Firstly, you don’t need a permit (for now) meaning the trek can be booked last-minute. Secondly, you won’t be fighting off busloads of tourists or gritting your teeth behind Maureen from Minnesota as she puffs her way up another flight of steps in a pink tracksuit.
“The Salkantay Trek offers a different experience to the Inca Trail and delivers the best vistas of the Salkantay mountain as well as superb hiking,” says expert trekking guide and President of the regional Chamber of Tourism of Cusco, Roger Valencia.
“Also, you don’t need porters. We see a lot of travellers on the Salkantay Trek using animals, such as mules. You get really close to the majestic Mt Salkantay, and it’s possible to stay either in lodges or camp.”
This versatility is another trump card. More intrepid travellers not afraid to rough it can opt for an inexpensive camping trek, with each day ending at fully catered, pre-prepared campsites.

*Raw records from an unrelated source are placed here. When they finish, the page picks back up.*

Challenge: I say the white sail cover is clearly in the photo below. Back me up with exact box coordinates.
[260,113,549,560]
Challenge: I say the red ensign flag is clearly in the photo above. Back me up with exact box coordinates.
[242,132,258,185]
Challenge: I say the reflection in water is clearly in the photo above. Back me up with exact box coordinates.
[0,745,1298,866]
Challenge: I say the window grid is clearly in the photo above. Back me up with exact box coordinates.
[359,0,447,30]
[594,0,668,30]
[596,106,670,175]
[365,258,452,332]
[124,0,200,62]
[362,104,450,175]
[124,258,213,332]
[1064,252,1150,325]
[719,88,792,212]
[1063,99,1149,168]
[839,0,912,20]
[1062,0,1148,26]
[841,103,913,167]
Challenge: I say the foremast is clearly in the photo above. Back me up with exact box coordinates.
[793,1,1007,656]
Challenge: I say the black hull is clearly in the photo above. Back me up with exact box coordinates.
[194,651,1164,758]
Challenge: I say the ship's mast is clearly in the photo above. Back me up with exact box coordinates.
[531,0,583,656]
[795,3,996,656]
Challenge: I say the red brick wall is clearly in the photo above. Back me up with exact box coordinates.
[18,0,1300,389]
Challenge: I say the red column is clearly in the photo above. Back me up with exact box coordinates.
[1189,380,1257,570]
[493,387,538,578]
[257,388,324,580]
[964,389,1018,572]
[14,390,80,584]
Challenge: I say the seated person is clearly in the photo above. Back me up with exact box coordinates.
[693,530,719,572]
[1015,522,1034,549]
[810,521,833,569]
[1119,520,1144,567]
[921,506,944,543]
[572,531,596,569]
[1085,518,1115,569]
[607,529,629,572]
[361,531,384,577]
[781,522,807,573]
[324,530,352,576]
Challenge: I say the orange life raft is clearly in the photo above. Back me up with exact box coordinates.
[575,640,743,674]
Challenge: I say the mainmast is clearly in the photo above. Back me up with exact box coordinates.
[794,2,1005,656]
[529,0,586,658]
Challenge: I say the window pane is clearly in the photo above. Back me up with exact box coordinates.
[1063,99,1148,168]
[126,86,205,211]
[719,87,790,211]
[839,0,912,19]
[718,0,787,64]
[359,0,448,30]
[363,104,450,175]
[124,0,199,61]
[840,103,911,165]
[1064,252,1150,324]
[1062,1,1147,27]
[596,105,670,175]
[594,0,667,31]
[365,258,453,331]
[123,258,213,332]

Alternatively, if you value creature comforts, you can plunge for the pricier but more luxurious option of bunking at lodges or guesthouses instead.
Even if you are on a budget though, you’ll still experience a few hours of the good life, the trek includes a half-day excursion to natural hot springs on the outskirts of the small town of Santa Teresa during day three.
It’s important to note the Salkantay Trek doesn’t lead directly to Machu Picchu though it does still culminate at the site following a brief transfer from nearby Aguas Calientes on the final morning.
It’s also a more strenuous alternative to the Inca Trail, the altitude is higher and there’s some steep, rugged terrain to tackle. That said, a little bit of prior training goes a long way and as Valencia suggests, “People of all ages, in good physical condition, with some hiking experience are best suited to this trek.”
Finally, don’t underestimate the importance of acclimatisation. The majority of trekkers base themselves at the UNESCO World Heritage listed town of Cusco for a few days before setting off.
Located 3400 metres above sea level, the former capital of the Inca Empire is a charming mélange of cobbled streets, ancient churches, restaurants, museums and bars. It’s also the ideal spot to gear up with last minute provisions and kit, the most important of which will undoubtedly be your camera.
NB: If Salkantay trekkers wish to climb Huayna Picchu (next to Machu Picchu), a permit is required to be booked a few weeks in advance.